"Helikopter yang mau membawa kita ke Merangin sudah stand by di Jambi?" tanya Bimasena pada sekretarisnya yang duduk di samping agak kebelakangnya.
"Sudah Pak," jawab sekretarisnya sambil mengangguk.
Ia bersama dengan tiga orang stafnya dan seorang sekretaris, sedang berada pada sebuah Lounge di Bandara Soekarno Hatta, menunggu penerbangan ke Jambi.
Mereka akan meninjau Blok Merangin dalam rangka percepatan transisi Blok Merangin ke FreddCo Energy.
"Nanti bila semua proses transisi sudah selesai, kita persiapkan secepatnya pengeboran dua sumur untuk pengembangan Blok Merangin. Dua sumur itu bisa memproduksi 750 barel per hari," ujar Bimasena pada stafnya.
"Saya dengar informasi dari Deputi Operasi SKK Migas, ada 100 anjungan minyak dan gas yang dibangun berdasarkan kontrak kerjasama sebelum tahun 1994 di lepas pantai, yang tidak beroperasi. Masih ada beberapa anjungan yang belum akan dilakukan penutupan permanen karena masih memiliki potensi sumber daya di bawah laut. Sehingga bila FreddCo Energy bisa terlibat pada salah satu anjungan, kita bisa menghemat biaya investasi." Lanjut Bimasena lagi.
Ia masih hendak bicara, namun sepasang matanya tiba-tiba menangkap sesosok laki-laki bersama seorang perempuan yang menarik perhatiannya.
Matanya lekat mengawasi dua orang yang baru masuk ke dalam Lounge.

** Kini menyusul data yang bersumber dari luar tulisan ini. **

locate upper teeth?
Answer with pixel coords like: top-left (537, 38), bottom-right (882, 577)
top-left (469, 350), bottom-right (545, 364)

Tidak ada hal istimewa yang ditunjukkan oleh kedua orang itu. Juga tidak menunjukkan ciri khas bilamana mereka merupakan pasangan kekasih.
Namun Bimasena mengenal sosok pria itu, yang rupanya adalah teman SMAnya dulu. Tristan. Bersama wanita yang ia tidak kenal.
Sebelum memutuskan untuk berdiri dan menyapa Tristan, sejenak ia mengamati interaksi kedua orang itu. Wanita itu terlihat biasa saja pada Tristan. Namun tatapan, cara berbicara dan sikap Tristan pada wanita itu, jelas menunjukkan kekaguman dan ketertarikan pada sosok di depannya.
Jatuh cinta atau sekedar kagum memang sangat mirip. Bimasena dapat memastikan bahwa Tristan tertarik pada wanita itu. Namun ia tidak yakin apakah Tristan jatuh cinta. Karena cinta adalah perasaan yang lebih dalam, kuat, penuh penerimaan dan besar. Dan hanya Tristan yang tahu bagaimana hatinya.
Bukan sifat Bimasena yang kepo terhadap urusan orang lain. Namun mengapa terhadap Tristan rasa ingin tahunya sangat besar?.
Ya, ia sudah tahu kenapa, karena sangat terkait dengan seseorang.
"Sebentar ya, saya menyapa temanku dulu," ucap Bimasena pada stafnya, lalu ia berdiri melangkah ke arah Tristan.
Ia menepuk bahu Tristan yang sama sekali tidak peduli dengan keadaan sekitar, saking begitu menariknya sosok yang berada di depannya. Sehingga Tristan sama sekali tidak menyadari bila ada Bimasena yang duduk tidak jauh dari mejanya.
"Bro!," sapa Bimasena, lalu mengulurkan tangan ke arah Tristan.
Tristan menoleh ke arahnya, dan sangat terkejut melihat Bimasena.
"Eh Bima," kemudian Tristan menjabat tangan Bimasena. "Mau ke mana Bro?"
"Jambi, kamu?" tanya Bimasena, lalu ia menoleh ke arah wanita di depan Tristan, mengangguk dan tersenyum yang juga dibalas dengan anggukan dan senyuman dari wanita itu.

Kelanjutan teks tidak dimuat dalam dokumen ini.